While most, if not all, vendors provide support for the established Web services standards, they are still motivated to provide added value to their customers in the form of advanced feature support for things such as security, reliability, transactions, and business process orchestration. Because many of the advanced Web services features are still in the early stages of development and adoption, developers and IT managers need more than just a checklist of (emerging) standards when making project implementation or product purchasing decisions. They need help in being able to determine when they are "coloring outside the lines" so that they can weigh the merits of incorporating these advanced features against the importance of ensuring broad interoperability of the deployed solution.
WS-I was founded with a mission to provide users of Web services technology with the guidance and tools that help them better understand where the boundary lies between the interoperable and not-necessarily-interoperable solution spaces so that they can make well-informed decisions.
The Web Services Interoperability Organization is an open industry effort chartered to promote Web services interoperability across platforms, applications, and programming languages. The organization brings together a diverse community of Web services leaders to respond to customer needs by providing guidance, recommended practices, and supporting resources, such as testing tools and sample applications, that enable the development of interoperable Web services.
The Basic Profile 1.0 is the first of a set of deliverables being produced by WS-I related to the Basic Profile. When complete, the package of deliverables produced in conjunction with all WS-I Profiles will be as follows:
- Use cases and usage scenarios: Use cases and usage scenarios capture (respectively) business and technical requirements for the use of Web services. These requirements reflect the classes of real-world requirements supporting Web services solutions, and provide a framework to demonstrate the guidelines described in WS-I Profiles.
- Profiles: A set of named Web services specifications at specific revision levels, together with a set of implementation and interoperability guidelines recommending how the specifications may be used to develop interoperable Web services.
- Sample applications: Demonstrate the implementation of applications that are built from Web services usage scenarios and use cases, and that conform to a given set of profiles. Implementations of the same sample application on multiple platforms, languages, and development tools demonstrate interoperability in action, and provide readily usable resources for the Web services practitioner.

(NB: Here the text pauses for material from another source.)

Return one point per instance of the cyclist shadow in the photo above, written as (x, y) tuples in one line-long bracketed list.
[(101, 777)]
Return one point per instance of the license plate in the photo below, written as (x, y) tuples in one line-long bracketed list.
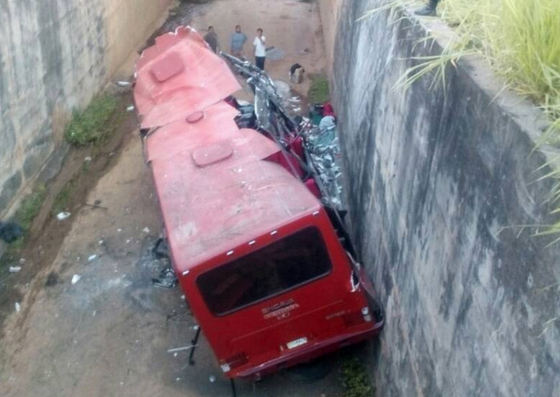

- Testing tools: Used to monitor and analyze interactions with a Web service to determine whether or not the Web service instance or its artifacts (such as messages, WSDL, and UDDI registration components) conform to WS-I Profile guidelines.
Philosophy of the Profile
The WS-I Basic Profile was developed by the Basic Profile Working Group with a set of guiding principles that have been outlined in the Profile. These guiding principles form the "philosophy of the Profile."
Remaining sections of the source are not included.